The company's U.S.-based contract manufacturers made gels, creams and other lotions, as well as the packaging and labeling for them, following Limited's specifications, according to the company's 2010 and 2012 Tax Court filings.
The contract manufacturers, not named in court documents, were not owned by Limited Brands. But the company said it "controlled and monitored every stage of the production cycle."
Limited said it assumed "the benefits and burdens" of the manufactured products, which were ultimately sold at Victoria's Secret and Bath & Body Works stores. As a result, the company has said, it should get the Section 199 manufacturing deduction.
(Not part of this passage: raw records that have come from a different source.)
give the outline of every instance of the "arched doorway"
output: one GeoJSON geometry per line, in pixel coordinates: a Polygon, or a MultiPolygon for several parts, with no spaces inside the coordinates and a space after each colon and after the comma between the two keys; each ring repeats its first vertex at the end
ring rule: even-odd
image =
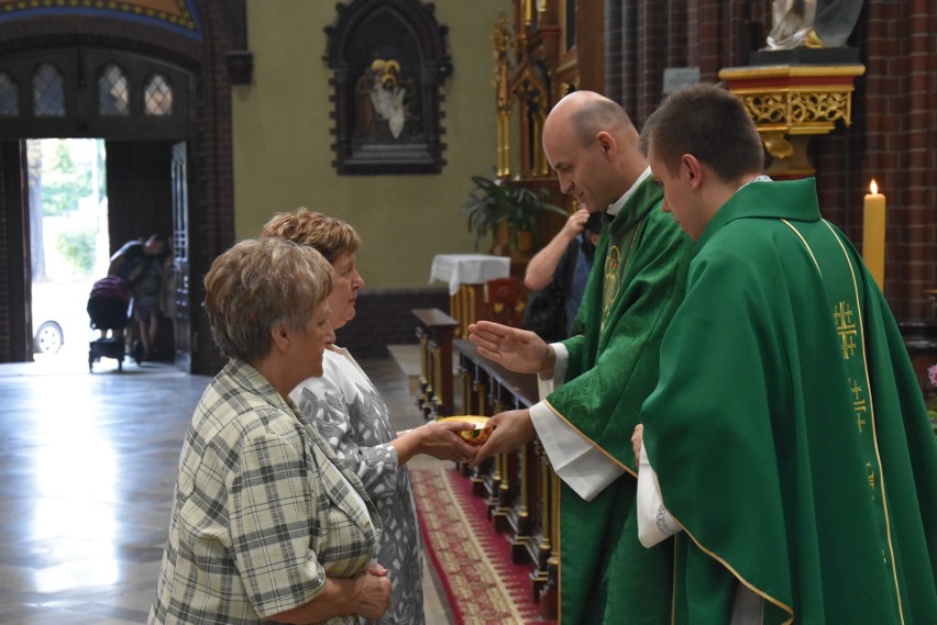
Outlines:
{"type": "Polygon", "coordinates": [[[199,277],[234,239],[231,88],[249,83],[253,70],[245,0],[87,4],[10,3],[0,13],[0,70],[7,75],[0,91],[4,80],[13,85],[0,97],[0,362],[27,360],[31,348],[22,139],[100,137],[132,172],[110,177],[123,189],[109,191],[132,202],[128,214],[113,217],[111,241],[119,244],[168,222],[177,254],[176,364],[213,375],[225,359],[190,302],[201,301],[199,277]],[[48,64],[43,80],[55,75],[49,66],[62,74],[64,114],[32,115],[33,77],[43,63],[48,64]],[[172,114],[154,114],[146,107],[167,103],[166,85],[174,89],[172,114]],[[151,100],[163,97],[147,104],[147,93],[151,100]],[[162,199],[141,191],[151,183],[158,183],[162,199]]]}
{"type": "MultiPolygon", "coordinates": [[[[194,79],[189,70],[162,59],[117,49],[89,46],[24,51],[0,59],[0,138],[4,163],[4,215],[24,226],[22,249],[11,255],[10,274],[21,274],[22,298],[10,298],[11,335],[23,337],[12,345],[14,360],[29,359],[33,344],[30,293],[31,248],[42,245],[37,222],[30,215],[24,141],[45,137],[98,137],[107,145],[108,238],[113,254],[122,243],[151,233],[172,235],[173,292],[167,311],[177,330],[175,360],[190,366],[188,320],[187,163],[191,141],[194,79]],[[14,164],[19,164],[16,167],[14,164]],[[175,180],[174,180],[175,177],[175,180]],[[15,213],[19,213],[16,215],[15,213]],[[179,230],[185,228],[185,230],[179,230]],[[176,316],[180,319],[174,319],[176,316]]],[[[35,209],[35,207],[33,207],[35,209]]],[[[15,237],[12,237],[15,238],[15,237]]],[[[13,243],[13,242],[11,242],[13,243]]],[[[69,302],[68,305],[79,305],[69,302]]]]}

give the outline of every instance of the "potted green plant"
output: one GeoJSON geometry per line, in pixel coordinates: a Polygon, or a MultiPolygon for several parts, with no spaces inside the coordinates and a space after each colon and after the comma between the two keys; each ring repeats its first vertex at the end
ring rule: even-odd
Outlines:
{"type": "Polygon", "coordinates": [[[492,233],[495,235],[493,254],[523,250],[520,242],[533,237],[543,213],[567,215],[560,207],[544,201],[545,189],[534,191],[522,185],[484,176],[473,176],[472,182],[475,187],[462,204],[462,212],[468,217],[468,232],[475,234],[475,249],[478,249],[482,237],[492,233]]]}

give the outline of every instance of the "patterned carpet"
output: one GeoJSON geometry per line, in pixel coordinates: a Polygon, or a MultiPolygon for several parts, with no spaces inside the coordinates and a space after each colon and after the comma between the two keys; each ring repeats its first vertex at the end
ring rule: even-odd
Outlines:
{"type": "Polygon", "coordinates": [[[484,501],[450,464],[410,472],[420,529],[455,623],[555,623],[533,602],[531,566],[510,561],[507,538],[494,531],[484,501]]]}

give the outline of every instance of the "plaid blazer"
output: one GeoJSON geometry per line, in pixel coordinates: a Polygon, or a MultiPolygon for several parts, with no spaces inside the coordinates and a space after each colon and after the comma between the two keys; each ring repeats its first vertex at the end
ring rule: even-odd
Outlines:
{"type": "Polygon", "coordinates": [[[256,369],[232,359],[186,434],[148,622],[266,623],[318,596],[327,576],[362,571],[379,532],[359,478],[256,369]]]}

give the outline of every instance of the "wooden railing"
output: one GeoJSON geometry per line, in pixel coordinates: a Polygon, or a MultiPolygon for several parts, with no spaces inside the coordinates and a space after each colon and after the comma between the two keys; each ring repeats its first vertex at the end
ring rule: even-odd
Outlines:
{"type": "Polygon", "coordinates": [[[414,309],[420,342],[417,406],[426,418],[451,415],[452,339],[459,322],[439,309],[414,309]]]}
{"type": "MultiPolygon", "coordinates": [[[[466,341],[454,341],[462,379],[465,414],[494,415],[525,409],[539,401],[537,377],[516,373],[478,355],[466,341]]],[[[553,618],[558,607],[559,495],[560,482],[539,440],[510,454],[500,454],[477,469],[462,467],[472,480],[473,492],[487,500],[488,518],[506,534],[511,558],[532,563],[531,593],[544,615],[553,618]]]]}
{"type": "MultiPolygon", "coordinates": [[[[438,309],[414,309],[420,341],[417,405],[427,418],[453,414],[490,416],[539,401],[537,376],[516,373],[454,337],[459,322],[438,309]],[[459,357],[461,401],[453,398],[452,358],[459,357]]],[[[560,574],[560,481],[539,440],[489,458],[477,469],[460,465],[472,492],[487,503],[488,521],[505,534],[511,559],[532,563],[530,591],[543,614],[555,618],[560,574]]]]}

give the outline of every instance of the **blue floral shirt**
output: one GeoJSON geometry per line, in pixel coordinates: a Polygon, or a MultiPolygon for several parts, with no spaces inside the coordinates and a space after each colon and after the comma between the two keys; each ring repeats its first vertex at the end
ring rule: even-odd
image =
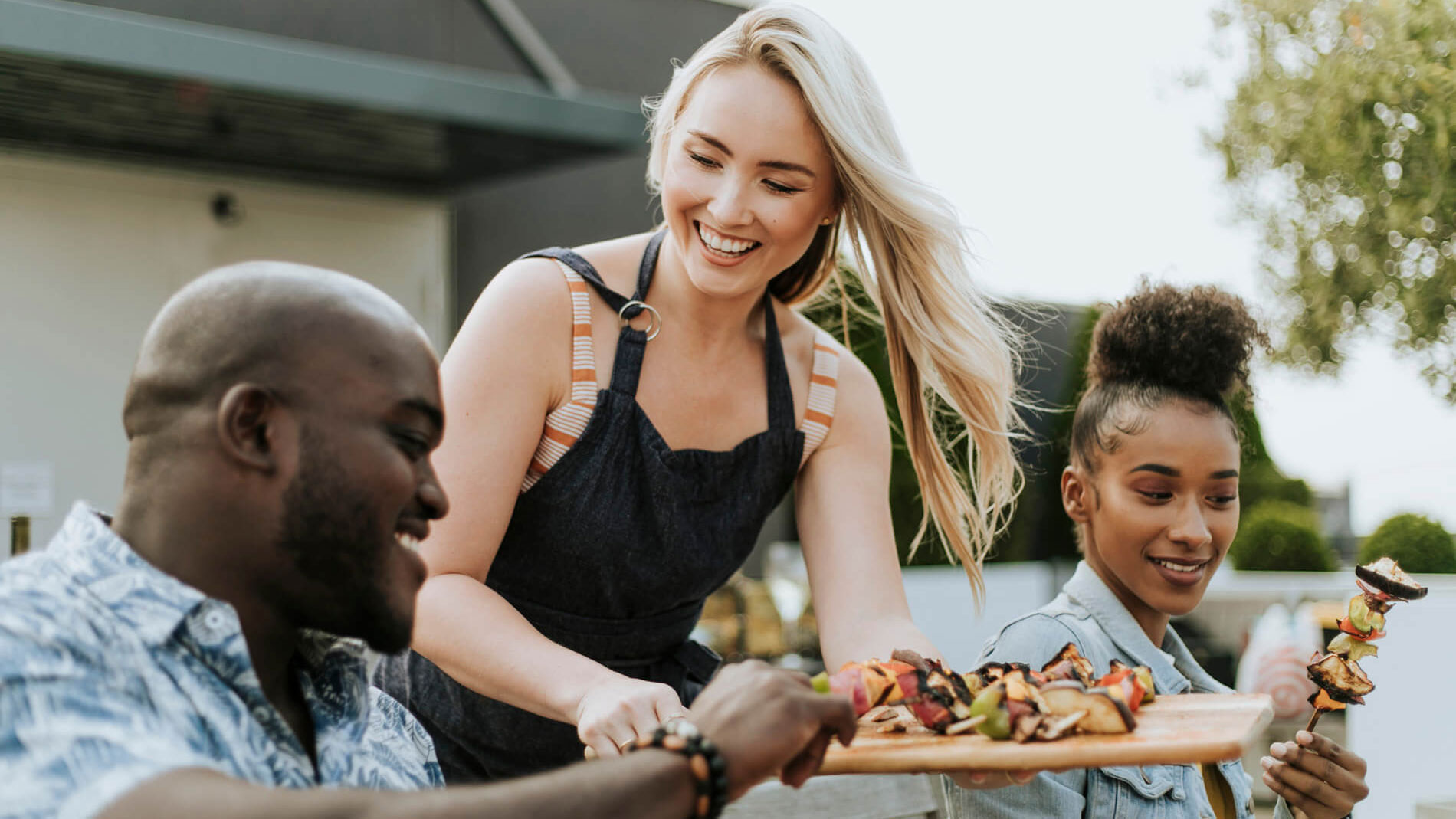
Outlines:
{"type": "Polygon", "coordinates": [[[317,765],[264,697],[233,607],[77,503],[44,551],[0,564],[0,818],[92,816],[178,768],[296,788],[444,784],[430,735],[368,684],[363,643],[304,631],[300,659],[317,765]]]}
{"type": "MultiPolygon", "coordinates": [[[[1133,620],[1123,601],[1085,562],[1061,588],[1057,599],[1008,623],[986,642],[980,662],[1024,662],[1041,668],[1067,643],[1105,669],[1117,659],[1146,665],[1159,694],[1229,694],[1232,690],[1208,676],[1169,626],[1163,644],[1155,646],[1133,620]]],[[[1219,775],[1233,796],[1238,819],[1254,819],[1252,780],[1238,761],[1219,762],[1219,775]]],[[[1213,819],[1214,810],[1198,765],[1120,765],[1038,774],[1024,787],[964,790],[945,780],[952,818],[1012,819],[1104,818],[1117,819],[1213,819]]],[[[1291,819],[1284,800],[1275,819],[1291,819]]]]}

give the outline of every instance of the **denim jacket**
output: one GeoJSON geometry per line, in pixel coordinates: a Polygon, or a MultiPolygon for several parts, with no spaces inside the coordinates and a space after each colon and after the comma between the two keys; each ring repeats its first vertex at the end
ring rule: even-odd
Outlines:
{"type": "MultiPolygon", "coordinates": [[[[1123,602],[1085,562],[1061,588],[1057,599],[1008,623],[986,642],[980,662],[1024,662],[1041,668],[1067,643],[1105,669],[1114,659],[1146,665],[1153,672],[1158,694],[1214,692],[1232,690],[1208,676],[1194,662],[1178,633],[1168,628],[1159,649],[1133,620],[1123,602]]],[[[1219,762],[1229,783],[1238,819],[1254,818],[1252,780],[1239,761],[1219,762]]],[[[1112,818],[1117,819],[1213,819],[1198,765],[1118,765],[1060,774],[1040,774],[1024,787],[964,790],[945,780],[951,816],[967,819],[1010,818],[1112,818]]],[[[1275,819],[1291,819],[1280,800],[1275,819]]]]}

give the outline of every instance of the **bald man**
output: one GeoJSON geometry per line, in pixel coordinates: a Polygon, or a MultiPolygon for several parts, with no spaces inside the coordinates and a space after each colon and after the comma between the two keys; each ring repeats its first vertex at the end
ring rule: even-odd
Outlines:
{"type": "MultiPolygon", "coordinates": [[[[695,815],[690,759],[660,749],[379,793],[443,784],[364,644],[408,646],[414,547],[448,509],[435,356],[383,292],[282,263],[197,279],[147,330],[122,423],[115,518],[77,503],[0,566],[0,816],[695,815]]],[[[847,700],[761,663],[689,720],[734,796],[802,783],[855,730],[847,700]]]]}

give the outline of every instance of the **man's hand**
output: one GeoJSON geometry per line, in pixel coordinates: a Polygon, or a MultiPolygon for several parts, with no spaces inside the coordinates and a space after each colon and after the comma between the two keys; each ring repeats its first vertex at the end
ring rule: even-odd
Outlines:
{"type": "Polygon", "coordinates": [[[1364,759],[1318,733],[1302,730],[1294,742],[1275,742],[1270,745],[1270,756],[1259,762],[1264,784],[1309,819],[1347,816],[1370,796],[1364,759]]]}
{"type": "Polygon", "coordinates": [[[619,756],[628,742],[686,713],[671,687],[617,676],[593,685],[577,704],[577,738],[597,756],[619,756]]]}
{"type": "Polygon", "coordinates": [[[725,666],[703,688],[687,719],[728,764],[728,799],[775,772],[783,784],[802,786],[824,761],[831,739],[855,739],[855,708],[847,697],[814,691],[808,675],[760,660],[725,666]]]}

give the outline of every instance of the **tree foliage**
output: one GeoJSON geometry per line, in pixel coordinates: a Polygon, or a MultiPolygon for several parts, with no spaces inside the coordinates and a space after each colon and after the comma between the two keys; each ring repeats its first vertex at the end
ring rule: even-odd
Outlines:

The IRS, however, has disputed that Limited Brands is a manufacturer under Section 199, according to court filings.
The agency said Limited did not communicate frequently with the contract manufacturers and did not control the raw materials used in the production process.
MEDIA AND MARKETING CHALLENGES
Valassis Communications Inc and Meredith Corp , both media and marketing businesses, are also challenging the IRS over contract manufacturing, documents show.
Valassis's case, which involves ADVO Inc, a business acquired in 2007, went to trial in May 2012. A court ruling in the dispute, over about $2.5 million of Section 199 deductions, could come this spring, Manousos said.
Meredith's dispute is not in court, but the company is challenging the IRS in the agency's internal appeals process.
Valassis and Meredith declined to comment.
The IRS last week ruled against an unnamed book publisher, saying it could not claim the deduction for income derived from the sale of books produced by a contract manufacturer.
Section 199 cost the Treasury Department $13.4 billion in 2012, according to a 2012 Congressional report. That cost to taxpayers is projected to rise to $16.4 billion by 2015.
Critics of the deduction call it corporate welfare and say it should be scrapped. Advocates say it is mostly claimed by manufacturers and it supports a vital segment of the economy.
An IRS win in court might discourage businesses from claiming the deduction, potentially driving jobs offshore, said Todd Reinstein, a partner with law firm Pepper Hamilton.
The case is Limited Brands Inc and subsidiaries et al v Commissioner of Internal Revenue. Docket Nos. 17903-10 and 14667-12. The Valassis case is ADVO Inc & subsidiaries v Commissioner of Internal Revenue. Docket No. 17247-10.